Closed bitsnaps closed 4 months ago
Without looking at the code, do we maybe need a newer llamacpp
version?
Without looking at the code, do we maybe need a newer
llamacpp
version?
Teams behind llama.cpp have recently added support for gemma2 architecture.
I am getting the same error trying to run gemma 2 with Ollama on Mac:
-MBP ~ % ollama run gemma2:27b
pulling manifest
pulling aee340a0e20a... 100% ▕████████████████▏ 15 GB
pulling 109037bec39c... 100% ▕████████████████▏ 136 B
pulling 097a36493f71... 100% ▕████████████████▏ 8.4 KB
pulling 22a838ceb7fb... 100% ▕████████████████▏ 84 B
pulling 209e43b1aaf0... 100% ▕████████████████▏ 488 B
verifying sha256 digest
writing manifest
removing any unused layers
success
Error: llama runner process has terminated: signal: abort trap error:error loading model architecture: unknown model architecture: 'gemma2'
Anyone has a solution?
The support of Gemma 2 in upstream llama.cpp is still worked on, as there are missing features. Without the missing features (logits soft-capping and attention scaling factor), generation quality is degraded. This PR contains fixes for these missing features. See bugs linked in the PR.

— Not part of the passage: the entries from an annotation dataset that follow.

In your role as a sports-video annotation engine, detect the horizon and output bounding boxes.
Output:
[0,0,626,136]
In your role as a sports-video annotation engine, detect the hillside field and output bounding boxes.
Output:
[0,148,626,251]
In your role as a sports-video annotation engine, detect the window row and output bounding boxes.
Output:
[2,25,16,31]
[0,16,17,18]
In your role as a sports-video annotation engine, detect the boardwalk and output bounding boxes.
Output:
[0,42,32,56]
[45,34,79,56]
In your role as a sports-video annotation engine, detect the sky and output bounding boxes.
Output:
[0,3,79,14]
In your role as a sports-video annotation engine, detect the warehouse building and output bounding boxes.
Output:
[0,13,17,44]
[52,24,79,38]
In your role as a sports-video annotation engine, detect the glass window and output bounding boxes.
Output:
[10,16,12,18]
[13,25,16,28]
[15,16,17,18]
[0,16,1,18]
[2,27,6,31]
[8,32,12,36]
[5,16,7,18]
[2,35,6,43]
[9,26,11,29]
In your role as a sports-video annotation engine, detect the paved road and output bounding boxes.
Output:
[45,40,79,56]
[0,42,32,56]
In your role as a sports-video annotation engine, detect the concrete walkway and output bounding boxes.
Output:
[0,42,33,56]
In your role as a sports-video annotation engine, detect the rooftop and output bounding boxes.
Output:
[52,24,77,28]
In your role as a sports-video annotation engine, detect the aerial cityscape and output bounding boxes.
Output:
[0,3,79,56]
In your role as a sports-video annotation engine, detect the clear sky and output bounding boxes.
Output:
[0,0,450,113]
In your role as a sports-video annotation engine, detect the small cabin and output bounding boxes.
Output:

Has anyone successfully loaded the gguf files(same models as writer) for gemma 2 (9b and 27b)? I'm having trouble with it.
Also having problems with it.
llama_model_load: error loading model: error loading model architecture: unknown model architecture: 'gemma2'
Also having problems with it.
llama_model_load: error loading model: error loading model architecture: unknown model architecture: 'gemma2'
https://github.com/oobabooga/text-generation-webui/issues/6184
I simply had to update Ollama and the gemma2:9b worked. I wasn't able to test the 27b since i deleted the file. Will try to download it again and let you guys know if that works as well.
same issue
@sevaroy
LM Studio released a new version (0.2.26) that supports gemma-2 (9b and 27b) including the gguf quantized models. To fix your issue just upgrade to newest LM studio version. It worked for me.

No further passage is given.